Sickle cell disease (SCD) is one of the most common inherited
hemoglobinopathy disorders that affects millions of people worldwide. Reactivation of HBG (HBG1, HBG2) gene expression and induction of
fetal hemoglobin (HbF) is an important therapeutic strategy for ameliorating the clinical symptoms and severity of SCD.
Hydroxyurea is the only US FDA-approved drug with proven efficacy to induce HbF in SCD patients, yet serious complications have been associated with its use. Over the last three decades, numerous additional pharmacological agents that reactivate HBG transcription in vitro have been investigated, but few have proceeded to FDA approval, with the exception of
arginine butyrate and
decitabine; however, neither drug met the requirements for routine clinical use due to difficulties with oral delivery and inability to achieve therapeutic levels.
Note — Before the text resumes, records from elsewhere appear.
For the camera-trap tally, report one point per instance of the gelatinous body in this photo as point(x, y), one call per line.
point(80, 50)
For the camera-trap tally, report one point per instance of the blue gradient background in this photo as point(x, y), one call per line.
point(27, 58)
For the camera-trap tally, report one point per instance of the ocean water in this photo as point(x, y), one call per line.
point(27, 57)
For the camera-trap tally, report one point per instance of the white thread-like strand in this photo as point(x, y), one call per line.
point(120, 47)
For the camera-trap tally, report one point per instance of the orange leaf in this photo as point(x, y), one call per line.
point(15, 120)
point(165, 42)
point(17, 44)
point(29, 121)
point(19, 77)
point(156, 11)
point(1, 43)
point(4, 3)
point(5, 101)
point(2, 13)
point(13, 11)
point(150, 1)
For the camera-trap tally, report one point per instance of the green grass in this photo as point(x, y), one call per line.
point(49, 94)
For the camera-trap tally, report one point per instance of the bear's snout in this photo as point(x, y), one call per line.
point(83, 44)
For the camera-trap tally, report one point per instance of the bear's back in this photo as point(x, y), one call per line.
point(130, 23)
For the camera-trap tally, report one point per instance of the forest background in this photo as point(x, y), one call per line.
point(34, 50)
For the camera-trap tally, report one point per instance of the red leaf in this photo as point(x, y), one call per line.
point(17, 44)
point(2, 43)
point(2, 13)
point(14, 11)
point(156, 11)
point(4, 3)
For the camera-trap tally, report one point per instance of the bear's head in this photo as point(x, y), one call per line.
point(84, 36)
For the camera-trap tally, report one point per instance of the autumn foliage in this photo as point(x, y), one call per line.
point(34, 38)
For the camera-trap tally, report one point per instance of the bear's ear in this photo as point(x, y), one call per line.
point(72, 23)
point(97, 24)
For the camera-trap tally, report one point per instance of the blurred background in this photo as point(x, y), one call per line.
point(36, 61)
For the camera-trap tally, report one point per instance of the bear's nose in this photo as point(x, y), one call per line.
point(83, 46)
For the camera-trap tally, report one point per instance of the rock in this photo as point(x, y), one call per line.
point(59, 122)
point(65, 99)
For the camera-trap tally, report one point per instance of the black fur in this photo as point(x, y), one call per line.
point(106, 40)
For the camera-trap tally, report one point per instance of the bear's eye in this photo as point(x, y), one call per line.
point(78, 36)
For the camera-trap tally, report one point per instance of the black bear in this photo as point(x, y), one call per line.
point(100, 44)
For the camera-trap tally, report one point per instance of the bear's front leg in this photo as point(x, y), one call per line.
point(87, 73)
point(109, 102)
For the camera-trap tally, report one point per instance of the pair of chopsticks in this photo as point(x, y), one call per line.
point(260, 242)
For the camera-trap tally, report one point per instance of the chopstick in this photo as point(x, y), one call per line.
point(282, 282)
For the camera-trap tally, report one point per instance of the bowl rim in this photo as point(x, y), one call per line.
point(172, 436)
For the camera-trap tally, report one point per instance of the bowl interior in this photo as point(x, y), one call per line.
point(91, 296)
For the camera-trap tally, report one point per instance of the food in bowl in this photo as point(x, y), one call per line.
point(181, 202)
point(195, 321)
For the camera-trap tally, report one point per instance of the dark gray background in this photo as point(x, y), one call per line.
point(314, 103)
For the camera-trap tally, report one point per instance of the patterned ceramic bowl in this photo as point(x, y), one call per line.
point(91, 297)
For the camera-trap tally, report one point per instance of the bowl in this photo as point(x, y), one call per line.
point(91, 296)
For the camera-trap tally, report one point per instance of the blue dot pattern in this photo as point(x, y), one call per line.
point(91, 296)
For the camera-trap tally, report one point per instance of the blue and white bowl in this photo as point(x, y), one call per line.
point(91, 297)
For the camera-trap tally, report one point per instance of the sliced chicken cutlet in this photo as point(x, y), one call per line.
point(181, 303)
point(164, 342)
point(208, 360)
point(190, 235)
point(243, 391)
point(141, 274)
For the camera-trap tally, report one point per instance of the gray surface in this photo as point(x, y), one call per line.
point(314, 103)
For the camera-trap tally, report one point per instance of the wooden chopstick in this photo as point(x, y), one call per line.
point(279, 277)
Thus, novel approaches that produce sufficient efficacy, specificity, and sustainable HbF induction with low adverse effects are desirable. More recently,
microRNAs (
miRNAs) have gained attention for their diagnostic and therapeutic potential to treat various diseases ranging from
cancer to
Alzheimer's disease via targeting oncogenes and their gene products. Thus, it is plausible that
miRNAs that target HBG regulatory genes may be useful for inducing HbF as a treatment for SCD. Our laboratory and others have documented the association of
miRNAs with HBG activation or suppression via silencing transcriptional repressors and activators, respectively, of HBG expression. Herein, we review progress made in understanding molecular mechanisms of
miRNA-mediated HBG regulation and discuss the extent to which molecular targets of HBG might be suitable prospects for development of SCD clinical
therapy. Lastly, we discuss challenges with the application of
miRNA delivery in vivo and provide potential strategies for overcoming barriers in the future.